Do not stop your little ones when they are babbling. According to new research, babies tend to listen to mothers' verbal languages that further helps them in learning language skills.
Babies organise mothers' verbal responses, which promotes more effective language instruction and infant babbling is the key, the research said.
Published in the journal Developmental Science, the study maintained that babies modify their sounds to become more speech-like in response to feedback from their caregivers and that they learn things have names by caregivers naming objects.
Researchers recorded and recombined the vocalisations of 40 nine-month-olds and their mothers, using a "playback paradigm", to assess how specific forms of sounds and actions by infants influenced parental behaviour.

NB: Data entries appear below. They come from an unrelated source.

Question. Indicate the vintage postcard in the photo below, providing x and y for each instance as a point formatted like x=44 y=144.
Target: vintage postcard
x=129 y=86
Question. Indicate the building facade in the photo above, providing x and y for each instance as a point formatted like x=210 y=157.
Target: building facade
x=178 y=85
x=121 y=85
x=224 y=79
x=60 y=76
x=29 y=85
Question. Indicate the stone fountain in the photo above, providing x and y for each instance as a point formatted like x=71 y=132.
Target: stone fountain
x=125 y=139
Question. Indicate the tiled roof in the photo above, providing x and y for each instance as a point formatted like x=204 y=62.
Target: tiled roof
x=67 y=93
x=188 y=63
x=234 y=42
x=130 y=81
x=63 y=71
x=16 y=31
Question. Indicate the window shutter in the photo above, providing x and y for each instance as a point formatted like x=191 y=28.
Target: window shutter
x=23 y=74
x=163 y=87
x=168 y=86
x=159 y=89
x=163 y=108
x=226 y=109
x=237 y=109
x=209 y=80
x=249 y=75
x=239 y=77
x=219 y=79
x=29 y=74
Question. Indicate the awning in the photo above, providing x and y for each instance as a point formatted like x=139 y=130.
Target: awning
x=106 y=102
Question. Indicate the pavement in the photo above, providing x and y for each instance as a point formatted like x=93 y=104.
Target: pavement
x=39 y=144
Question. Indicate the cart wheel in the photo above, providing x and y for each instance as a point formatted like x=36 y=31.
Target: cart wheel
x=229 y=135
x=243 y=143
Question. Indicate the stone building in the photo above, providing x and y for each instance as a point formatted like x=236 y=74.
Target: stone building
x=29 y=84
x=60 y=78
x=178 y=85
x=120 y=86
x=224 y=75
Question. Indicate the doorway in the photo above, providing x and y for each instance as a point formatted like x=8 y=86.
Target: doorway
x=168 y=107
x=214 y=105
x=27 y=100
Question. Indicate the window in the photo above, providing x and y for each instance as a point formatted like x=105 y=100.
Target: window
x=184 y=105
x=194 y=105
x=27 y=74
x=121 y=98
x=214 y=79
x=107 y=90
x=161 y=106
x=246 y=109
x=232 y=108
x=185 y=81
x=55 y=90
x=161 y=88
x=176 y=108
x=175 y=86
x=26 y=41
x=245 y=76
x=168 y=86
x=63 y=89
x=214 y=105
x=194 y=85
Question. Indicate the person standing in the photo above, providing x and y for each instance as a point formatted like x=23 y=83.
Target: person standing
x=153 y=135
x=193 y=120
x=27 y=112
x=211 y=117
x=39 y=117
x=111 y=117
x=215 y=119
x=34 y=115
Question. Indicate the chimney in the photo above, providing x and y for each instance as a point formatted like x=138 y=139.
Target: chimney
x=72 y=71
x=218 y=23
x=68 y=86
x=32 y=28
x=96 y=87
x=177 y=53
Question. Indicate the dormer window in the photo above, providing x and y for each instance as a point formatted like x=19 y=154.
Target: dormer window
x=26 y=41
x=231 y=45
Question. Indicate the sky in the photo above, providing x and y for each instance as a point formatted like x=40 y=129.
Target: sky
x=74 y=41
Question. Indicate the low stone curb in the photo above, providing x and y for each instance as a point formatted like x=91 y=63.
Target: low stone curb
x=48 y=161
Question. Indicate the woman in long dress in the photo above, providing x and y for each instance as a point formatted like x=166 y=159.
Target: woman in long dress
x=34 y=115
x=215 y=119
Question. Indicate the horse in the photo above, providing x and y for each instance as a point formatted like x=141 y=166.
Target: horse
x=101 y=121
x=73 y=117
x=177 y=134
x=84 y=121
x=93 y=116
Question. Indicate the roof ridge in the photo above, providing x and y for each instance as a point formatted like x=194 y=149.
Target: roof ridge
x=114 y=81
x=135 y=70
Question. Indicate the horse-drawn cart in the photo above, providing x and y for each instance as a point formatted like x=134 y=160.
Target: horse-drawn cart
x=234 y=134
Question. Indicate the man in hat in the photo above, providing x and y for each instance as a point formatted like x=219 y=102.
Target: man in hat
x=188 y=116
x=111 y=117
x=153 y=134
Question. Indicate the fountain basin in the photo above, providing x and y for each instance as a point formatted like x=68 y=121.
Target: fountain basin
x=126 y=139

"We expected that mothers would respond more often when babbling was more mature and they did. The increased rate of response meant more language-learning opportunities for the baby," said Michael Goldstein, Associate Professor of Psychology at Cornell University.

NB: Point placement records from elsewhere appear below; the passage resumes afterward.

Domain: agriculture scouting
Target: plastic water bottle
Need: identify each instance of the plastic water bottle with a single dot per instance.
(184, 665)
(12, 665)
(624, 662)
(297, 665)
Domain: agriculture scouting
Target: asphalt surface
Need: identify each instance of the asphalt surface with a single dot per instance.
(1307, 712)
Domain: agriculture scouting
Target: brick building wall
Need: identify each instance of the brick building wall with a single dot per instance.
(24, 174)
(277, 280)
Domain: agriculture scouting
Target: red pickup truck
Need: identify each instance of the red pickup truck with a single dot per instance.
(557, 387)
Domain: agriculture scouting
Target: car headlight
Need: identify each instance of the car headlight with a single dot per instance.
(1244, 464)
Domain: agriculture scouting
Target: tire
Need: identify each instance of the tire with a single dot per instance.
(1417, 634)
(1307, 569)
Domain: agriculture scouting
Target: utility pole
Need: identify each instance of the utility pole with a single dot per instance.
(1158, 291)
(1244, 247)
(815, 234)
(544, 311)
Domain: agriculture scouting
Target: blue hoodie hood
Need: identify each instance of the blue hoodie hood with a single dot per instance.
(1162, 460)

"The mothers' speech was also more likely to contain simplified, learnable information about linguistic structure and the objects around the baby. Thus, by varying the form and context of their vocalisations, infants influence maternal behaviour and create social interactions that facilitate learning," Goldstein said.
The researchers also found that mothers responded more often and more informatively to vocalisations directed at objects than those that were undirected.
"We suspected this would be the case because the object the baby is looking at creates an opportunity for the mother to label it, so she's more likely to respond with specific information than when a baby is babbling at nothing," said Rachel Albert, Assistant Professor of Psychology at Lebanon Valley College.
"These results contribute to a growing understanding of the role of social feedback in infant vocal learning, which stands in contrast to the historical view of prelinguistic vocalisations in which babbling was assumed to be motor practice, with no function in the development of communication and language," Albert added.